NAEd/Spencer Postdoctoral Fellowship

Award Year



Michigan State University

Primary Discipline

Teacher Education/Teaching and Learning
In this study I seek to build a contemporary empirical base for and further conceptualize what I have recently termed culturally sustaining pedagogy (CSP) (Paris, 2012). To do so, I will trace the pedagogical practices of teachers who have a core commitment to sustaining the languages, literacies, and other valued cultural practices of African American, Latina/o, and Indigenous youth. To draw out the tenets of such teaching toward a theory of CSP, I will engage in a series of humanizing qualitative case studies of language and literacy pedagogy with teachers of youth of color in urban Michigan.
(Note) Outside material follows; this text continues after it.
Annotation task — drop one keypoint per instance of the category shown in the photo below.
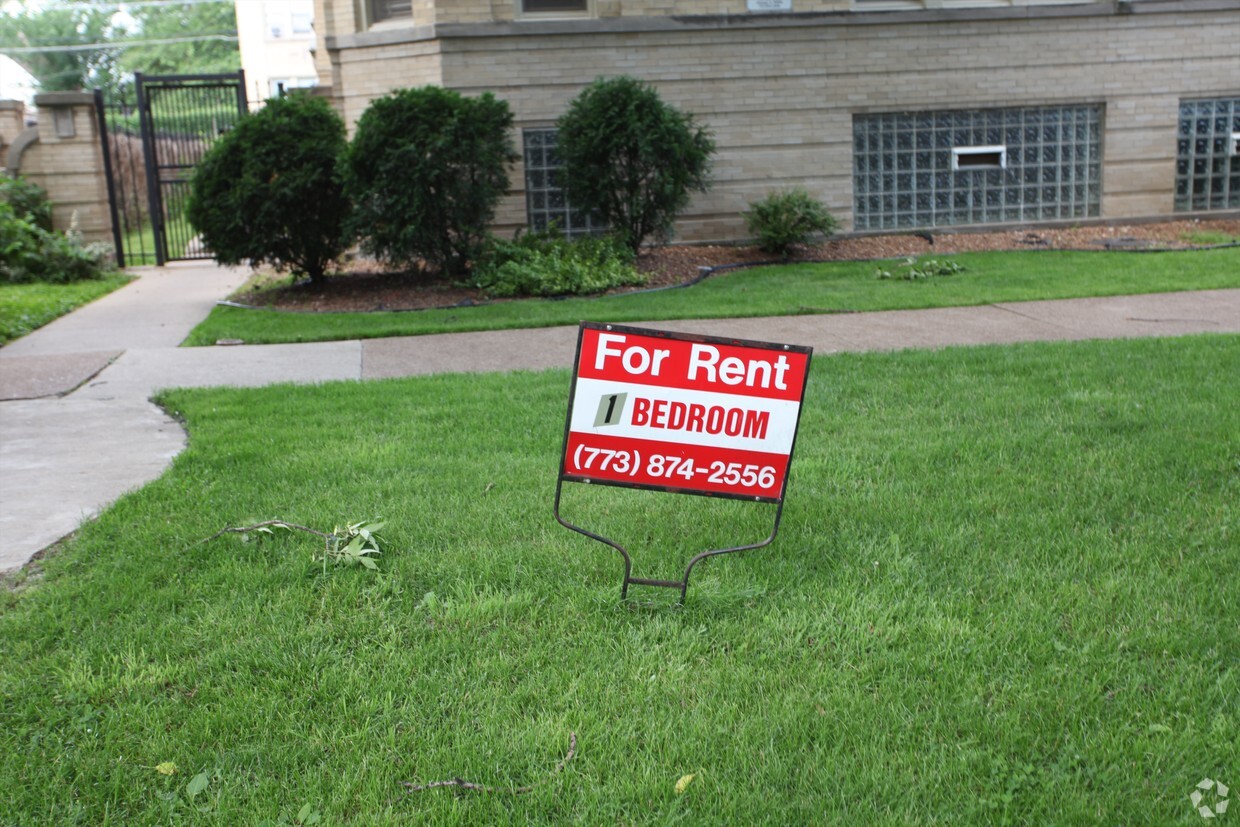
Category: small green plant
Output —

Such a multiple case study design allows for both within case findings and across case comparison, so I can look for similarities and distinctions in culturally sustaining teaching practices with African American, Latina/o, and Indigenous students. The findings resulting from this study can extend existing knowledge for teachers and teacher educators about how to support and foster cultural pluralism with youth of color in urban classrooms.
About Django Paris
Django Paris is an associate professor of language and literacy in the Department of Teacher Education at Michigan State University. He is also a core faculty member in the African American and African Studies Program and affiliated faculty in the Department of Writing, Rhetoric, and American Cultures and the Native American Institute. His teaching and research focus on understanding and sustaining languages, literacies, and literatures among youth of color in changing urban schools and communities. He is particularly concerned with educational and cultural justice as outcomes of inquiry and pedagogy. Paris is author of Language across Difference: Ethnicity, Communication, and Youth Identities in Changing Urban Schools (2011), co-editor of Humanizing Research: Decolonizing Qualitative Inquiry with Youth and Communities (2014), and has published in many academic journals, including the Harvard Educational Review and Educational Researcher. He is chair of the National Council of Teachers of English (NCTE) Standing Committee on Research. Paris is also the associate director of the Bread Loaf School of English, a summer graduate program of Middlebury College.